Jet-lag and deadlines

Nate DiMeo Jan 7, 2006

This is my third trip to China in four months, and if I’ve come to understand anything about this fascinating, enormous, staggering country, it’s that I’ve got to take a sleeping pill on the third night.

It’s the same thing every time: I get off the plane, I force myself to stay up till a realistic bedtime, I take half of my doctor-prescribed, heavily-advertised sleep aid, I sleep through the night. I feel sort of miserable all day the next day. I do the same thing the next night and I hit my stride when you wake up. I get all of my work done — I’m a foreign-correspondence machine — I fall in love with travelling all over again, I feel great at the end of the night and I settle in after a long day ready to sleep the sleep of the dead. And I forget to take the half a pill.
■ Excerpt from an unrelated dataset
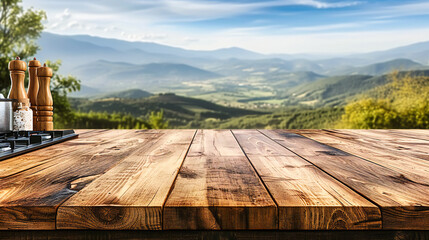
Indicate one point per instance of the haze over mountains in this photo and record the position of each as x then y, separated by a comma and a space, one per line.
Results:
107, 65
So I spent the hour of 4:45-5:45 a.m. yesterday morning wondering why I never learn. Then I spent all but fifteen minutes (a frozen walk to the convenience store down the block) of a day that finally ended with a 1:45 a.m. e-mail to the office in L.A., here at the PuJiang hotel, working to get ready for the big day-one broadcast on Monday. All the while feeling brutalized by jet-lag.

Today, I woke up at mid-morning (having not repeated my sleeping pill mistake of the night before)and took a quick walk to find a late breakfast before starting what I knew would be another long day in Room 206 working at the computer.

I bundled up against the cold and walked out of the hotel thinking I was glad I’d been able to see a lot of Shanghai on my previous trips to China, because who knows what I’d get to see this time (what with the deadlines and all the work to do).

I was out and about for an hour tops. And I was reminded of just how much you can see in an hour here: I saw men defying all manner of international treaty by walking down the streets selling pelts of tigers and various endangered species. I saw billboards enclosing a construction site extolling the virtues of the new mall being built within: “Wealth! Team! Sparsity!” I saw a businessman get a straight-edge-razor shave in a barber chair in an alley (in 25-degree weather). I ate sitting at a plastic table outside at one of the tiny restaurants in the alleys in one of the city’s old neighborhoods. Had a huge bowl of noodles and and cilantro with a group of migrant workers from the “Wealth! Team! Sparsity!” construction site. Fumbled through the rudiments of a conversation in Mandarin. Lunch was 3 RMB — less than half a buck.

Had a couple of days worth of adventure in a little more than an hour. Now I just need a little sleep.